SallyMarch 4, 2017 at 6:45 pm
Good article! Only thing is peanut butter is high in sugar and I am pretty sure shakeology has some sugar as well??
terrynMarch 5, 2017 at 6:50 am
Hey Sally! Thanks so much for stopping by. I am not sure what peanut butter you buy, but the kind I buy literally has only peanuts in it. I occasionally buy one that has peanuts and salt, but that’s it. Many peanut butters do contain sugar, you are right…but it is possible to find it without. Shakeology does not have any sugar in it either, a very small amount of stevia only. Hope that helps!
Sal villarrealMarch 5, 2017 at 10:57 am
I didnt know that about shakeology? I buy both kinds of Pb, hehe, I like the healthier ones but my hubby won’t touch them. This sugar thing is my biggest struggle. I can do wo the carbs. I am working on this too and I find it is the hardest thing!! I will have to try the shakeology! Do you know what the other ingredients are?
terrynMarch 6, 2017 at 7:15 am
Sal, I am very familiar, yes 🙂 I’m going to send you an email with the ingredients, ok?
Corey | The Nostalgia DiariesMarch 4, 2017 at 8:50 pm
Great post! I watched Fed Up recently and it was just shocking!
terrynMarch 5, 2017 at 7:00 am
I know, wasn’t it? You should watch Sugar Coated.
Vicki @ Babies to BookwormsMarch 5, 2017 at 5:32 pm
This is so eye opening! Great tips on cutting back!
AllisonMarch 6, 2017 at 1:59 pm
Very interesting, I’m a sugar addict too but my husband has helped me cut down!
SarahMarch 6, 2017 at 2:03 pm
This is such a well written piece with tons of helpful information. I actually partially credit my first successful pregnancy (I have PCOS with insulin resistance) to following the 20g or less rule. I haven’t been as good about it lately but I feel so much better when I’m careful with sugar intake- and I crave it much less.
KristinMarch 6, 2017 at 4:19 pm
Funny that you posted this today. I spent a 3 hour car ride yesterday trying to convince myself I need a sugar detox! Now I really think I need to consider it. Thanks for the post!
terrynMarch 7, 2017 at 6:58 am
You are so welcome! It took 3 hours, huh? 🙂 I may run a sugar detox challenge soon, it seems like it’s needed.
rachelMarch 6, 2017 at 9:25 pm
Sugar is the biggest culprit in our diets 🙁 It’s so awful. There should be a war on sugar, not fat!
terrynMarch 7, 2017 at 6:57 am
I completely agree with you! People are trying! We have been tricked into thinking fat is the enemy and it has done more damage that ever.

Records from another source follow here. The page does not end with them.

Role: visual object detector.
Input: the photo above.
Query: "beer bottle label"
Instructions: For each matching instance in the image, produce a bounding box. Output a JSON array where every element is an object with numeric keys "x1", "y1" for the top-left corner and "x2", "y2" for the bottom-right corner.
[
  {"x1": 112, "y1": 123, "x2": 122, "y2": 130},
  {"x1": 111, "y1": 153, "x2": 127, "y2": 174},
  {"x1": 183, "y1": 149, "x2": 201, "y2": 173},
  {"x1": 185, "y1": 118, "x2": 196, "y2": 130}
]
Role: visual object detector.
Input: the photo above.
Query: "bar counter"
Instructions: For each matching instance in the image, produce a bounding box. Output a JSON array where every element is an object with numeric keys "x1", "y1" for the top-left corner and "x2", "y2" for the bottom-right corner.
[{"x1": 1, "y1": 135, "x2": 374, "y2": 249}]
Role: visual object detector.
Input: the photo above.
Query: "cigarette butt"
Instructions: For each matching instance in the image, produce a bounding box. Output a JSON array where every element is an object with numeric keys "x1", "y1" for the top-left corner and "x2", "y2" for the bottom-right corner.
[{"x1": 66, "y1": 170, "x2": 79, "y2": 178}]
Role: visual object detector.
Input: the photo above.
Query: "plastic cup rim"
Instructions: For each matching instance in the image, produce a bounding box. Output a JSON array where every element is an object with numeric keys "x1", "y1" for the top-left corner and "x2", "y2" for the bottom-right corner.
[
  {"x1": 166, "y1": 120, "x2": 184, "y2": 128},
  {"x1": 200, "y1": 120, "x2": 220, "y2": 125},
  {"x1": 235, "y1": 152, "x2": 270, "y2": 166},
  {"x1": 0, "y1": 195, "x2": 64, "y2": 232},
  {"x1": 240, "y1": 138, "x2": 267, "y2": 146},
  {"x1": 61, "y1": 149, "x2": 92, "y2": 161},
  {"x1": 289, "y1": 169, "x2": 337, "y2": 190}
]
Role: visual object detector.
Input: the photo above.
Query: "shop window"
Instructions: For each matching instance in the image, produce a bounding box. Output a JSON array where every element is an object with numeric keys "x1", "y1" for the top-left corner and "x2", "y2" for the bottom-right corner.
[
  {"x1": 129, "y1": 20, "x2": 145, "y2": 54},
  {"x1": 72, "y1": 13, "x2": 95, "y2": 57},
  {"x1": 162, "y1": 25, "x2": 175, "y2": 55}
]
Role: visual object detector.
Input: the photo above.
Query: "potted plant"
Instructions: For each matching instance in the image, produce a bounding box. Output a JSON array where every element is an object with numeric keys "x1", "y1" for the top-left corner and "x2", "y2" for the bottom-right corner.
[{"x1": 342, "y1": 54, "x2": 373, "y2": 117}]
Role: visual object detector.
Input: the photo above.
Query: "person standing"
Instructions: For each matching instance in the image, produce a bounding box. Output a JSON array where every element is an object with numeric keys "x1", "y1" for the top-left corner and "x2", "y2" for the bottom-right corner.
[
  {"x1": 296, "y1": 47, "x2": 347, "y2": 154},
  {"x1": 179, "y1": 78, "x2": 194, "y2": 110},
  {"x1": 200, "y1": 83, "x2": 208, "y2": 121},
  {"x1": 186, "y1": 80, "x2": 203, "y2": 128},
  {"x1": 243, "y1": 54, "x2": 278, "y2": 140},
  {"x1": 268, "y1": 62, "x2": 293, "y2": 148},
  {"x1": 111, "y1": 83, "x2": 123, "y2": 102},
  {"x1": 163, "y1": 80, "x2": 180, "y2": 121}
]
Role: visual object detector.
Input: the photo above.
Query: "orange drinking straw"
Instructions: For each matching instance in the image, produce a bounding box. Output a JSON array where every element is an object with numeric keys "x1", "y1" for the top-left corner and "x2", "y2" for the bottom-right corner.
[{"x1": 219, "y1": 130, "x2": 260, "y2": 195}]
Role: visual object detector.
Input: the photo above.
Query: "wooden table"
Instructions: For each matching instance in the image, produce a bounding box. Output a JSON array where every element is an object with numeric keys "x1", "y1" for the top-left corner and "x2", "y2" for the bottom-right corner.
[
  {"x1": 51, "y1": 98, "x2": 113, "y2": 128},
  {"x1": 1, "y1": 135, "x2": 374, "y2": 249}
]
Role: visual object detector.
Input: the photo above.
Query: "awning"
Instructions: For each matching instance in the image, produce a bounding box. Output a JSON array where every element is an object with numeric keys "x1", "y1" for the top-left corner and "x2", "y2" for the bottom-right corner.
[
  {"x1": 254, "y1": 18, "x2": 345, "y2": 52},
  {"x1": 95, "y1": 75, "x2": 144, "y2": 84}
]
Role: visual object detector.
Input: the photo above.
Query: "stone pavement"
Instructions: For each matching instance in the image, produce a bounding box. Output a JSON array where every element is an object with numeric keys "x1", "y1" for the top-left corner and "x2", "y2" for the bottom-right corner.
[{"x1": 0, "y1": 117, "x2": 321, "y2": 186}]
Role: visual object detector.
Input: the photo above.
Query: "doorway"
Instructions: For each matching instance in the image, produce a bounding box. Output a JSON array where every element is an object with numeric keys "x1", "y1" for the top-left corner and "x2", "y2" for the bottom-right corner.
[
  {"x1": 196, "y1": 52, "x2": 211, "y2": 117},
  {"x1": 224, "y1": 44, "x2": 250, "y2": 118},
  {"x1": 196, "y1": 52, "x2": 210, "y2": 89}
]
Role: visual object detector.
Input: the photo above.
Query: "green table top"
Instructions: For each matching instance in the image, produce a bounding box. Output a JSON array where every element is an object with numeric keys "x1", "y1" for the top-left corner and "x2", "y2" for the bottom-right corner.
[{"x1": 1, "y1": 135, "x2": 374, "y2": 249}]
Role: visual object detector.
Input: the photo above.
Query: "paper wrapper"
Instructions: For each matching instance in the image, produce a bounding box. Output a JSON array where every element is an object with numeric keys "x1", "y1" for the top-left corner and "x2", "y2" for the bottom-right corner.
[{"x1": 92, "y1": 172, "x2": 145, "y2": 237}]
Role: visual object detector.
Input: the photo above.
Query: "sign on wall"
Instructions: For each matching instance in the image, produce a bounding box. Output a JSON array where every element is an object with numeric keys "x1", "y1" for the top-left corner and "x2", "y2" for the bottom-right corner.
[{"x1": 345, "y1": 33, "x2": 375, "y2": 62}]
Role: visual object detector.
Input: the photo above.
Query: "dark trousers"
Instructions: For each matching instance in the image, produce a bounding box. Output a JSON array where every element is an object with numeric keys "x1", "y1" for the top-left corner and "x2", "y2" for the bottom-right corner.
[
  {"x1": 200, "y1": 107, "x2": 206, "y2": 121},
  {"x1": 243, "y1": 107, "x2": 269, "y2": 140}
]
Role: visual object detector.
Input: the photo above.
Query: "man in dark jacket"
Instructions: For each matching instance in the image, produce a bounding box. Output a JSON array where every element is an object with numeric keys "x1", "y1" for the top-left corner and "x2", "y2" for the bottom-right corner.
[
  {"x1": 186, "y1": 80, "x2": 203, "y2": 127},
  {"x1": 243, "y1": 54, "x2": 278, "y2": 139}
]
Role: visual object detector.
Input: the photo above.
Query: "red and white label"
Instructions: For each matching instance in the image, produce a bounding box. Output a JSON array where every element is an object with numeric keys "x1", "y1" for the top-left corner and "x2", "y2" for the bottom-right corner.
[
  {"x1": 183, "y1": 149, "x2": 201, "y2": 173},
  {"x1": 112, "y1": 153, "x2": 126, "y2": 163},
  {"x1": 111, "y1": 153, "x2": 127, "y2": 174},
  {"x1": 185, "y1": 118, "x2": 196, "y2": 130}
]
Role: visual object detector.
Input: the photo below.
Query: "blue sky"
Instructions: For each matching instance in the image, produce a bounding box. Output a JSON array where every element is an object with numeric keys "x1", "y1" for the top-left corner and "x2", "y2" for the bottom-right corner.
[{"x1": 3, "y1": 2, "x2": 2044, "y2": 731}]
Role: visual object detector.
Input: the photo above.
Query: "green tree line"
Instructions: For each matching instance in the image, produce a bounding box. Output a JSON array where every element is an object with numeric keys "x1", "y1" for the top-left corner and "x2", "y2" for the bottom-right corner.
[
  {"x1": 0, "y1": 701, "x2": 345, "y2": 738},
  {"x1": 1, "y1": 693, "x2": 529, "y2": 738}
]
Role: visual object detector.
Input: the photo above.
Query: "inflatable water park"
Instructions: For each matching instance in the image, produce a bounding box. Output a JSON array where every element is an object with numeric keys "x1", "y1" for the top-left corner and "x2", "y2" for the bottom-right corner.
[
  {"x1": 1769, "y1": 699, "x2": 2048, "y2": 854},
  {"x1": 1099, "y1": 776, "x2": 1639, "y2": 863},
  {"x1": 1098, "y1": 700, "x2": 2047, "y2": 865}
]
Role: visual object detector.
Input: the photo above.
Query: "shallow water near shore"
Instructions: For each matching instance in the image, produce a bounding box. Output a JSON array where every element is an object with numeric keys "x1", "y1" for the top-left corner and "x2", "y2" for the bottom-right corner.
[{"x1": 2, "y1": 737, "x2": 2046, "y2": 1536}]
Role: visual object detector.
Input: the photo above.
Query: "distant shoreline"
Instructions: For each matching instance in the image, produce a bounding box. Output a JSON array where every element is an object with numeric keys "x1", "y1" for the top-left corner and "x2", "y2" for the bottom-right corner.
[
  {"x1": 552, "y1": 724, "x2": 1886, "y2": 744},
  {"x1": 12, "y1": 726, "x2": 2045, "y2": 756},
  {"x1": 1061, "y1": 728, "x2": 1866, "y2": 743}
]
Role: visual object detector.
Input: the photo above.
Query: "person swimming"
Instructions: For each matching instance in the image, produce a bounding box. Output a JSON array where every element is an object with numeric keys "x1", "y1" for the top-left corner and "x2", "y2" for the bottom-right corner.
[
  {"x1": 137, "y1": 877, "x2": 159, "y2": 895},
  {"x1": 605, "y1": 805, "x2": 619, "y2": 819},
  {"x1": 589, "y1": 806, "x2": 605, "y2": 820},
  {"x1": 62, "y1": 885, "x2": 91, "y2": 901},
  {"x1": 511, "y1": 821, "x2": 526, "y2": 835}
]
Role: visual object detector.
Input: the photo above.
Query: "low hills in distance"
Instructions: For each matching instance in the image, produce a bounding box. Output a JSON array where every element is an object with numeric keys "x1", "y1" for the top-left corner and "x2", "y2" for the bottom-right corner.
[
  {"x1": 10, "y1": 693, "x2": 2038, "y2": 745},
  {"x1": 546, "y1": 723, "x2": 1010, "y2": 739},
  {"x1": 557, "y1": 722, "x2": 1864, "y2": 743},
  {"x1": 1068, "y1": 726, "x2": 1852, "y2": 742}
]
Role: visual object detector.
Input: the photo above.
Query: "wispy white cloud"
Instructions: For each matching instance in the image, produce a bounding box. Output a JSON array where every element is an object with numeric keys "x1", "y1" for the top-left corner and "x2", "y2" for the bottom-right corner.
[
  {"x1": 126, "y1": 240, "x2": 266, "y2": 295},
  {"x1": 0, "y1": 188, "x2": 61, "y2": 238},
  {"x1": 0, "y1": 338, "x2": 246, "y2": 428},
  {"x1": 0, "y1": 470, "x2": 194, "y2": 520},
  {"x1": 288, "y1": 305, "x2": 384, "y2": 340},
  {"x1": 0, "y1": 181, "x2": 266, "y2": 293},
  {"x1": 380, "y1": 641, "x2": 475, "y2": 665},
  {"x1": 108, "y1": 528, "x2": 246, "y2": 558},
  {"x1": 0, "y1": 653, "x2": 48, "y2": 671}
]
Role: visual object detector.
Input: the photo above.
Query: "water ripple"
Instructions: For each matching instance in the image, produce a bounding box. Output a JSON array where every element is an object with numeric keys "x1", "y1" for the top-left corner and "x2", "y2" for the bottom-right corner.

Paige RodriguezMarch 6, 2017 at 10:25 pm
Oh man, die off symptoms are no joke! When I cut out sugar, dairy, and bread from my diet last year, I did it cold turkey and felt like I had the flu!! (Which I read to expect.) It just shows how many toxins are released once we let our bodies purge out all that stuff. I’m such a stickler when it comes to my son but I need to kick myself back into gear again –I made way too many exceptions for myself this winter…My skin shows it and I definitely feel like I’ve been getting brain fog. 🙁 Thanks for such a great post!
terrynMarch 7, 2017 at 6:56 am
Oh, you are so welcome! It is crazy how we can experience those type of side effects, isn’t it? Scary. I am starting to think of running a kick the sugar type challenge…there’s so many people in the same boat!
Link Love and Random Thursday Thoughts - Leggings and LattesMarch 9, 2017 at 7:02 am
[…] sweets I’ve been sneaking in lately. Ironically Terryn posted Monday morning on her blog How Much Sugar Should You Consume A Day? Clearly I’ve had too much lately, but she has some wonderful insight on this […]
BuheriMarch 16, 2017 at 6:07 am
I love sugary foods. However, been cutting my wheat intake and I can see tremendous changes with my weight. Great tips indeed.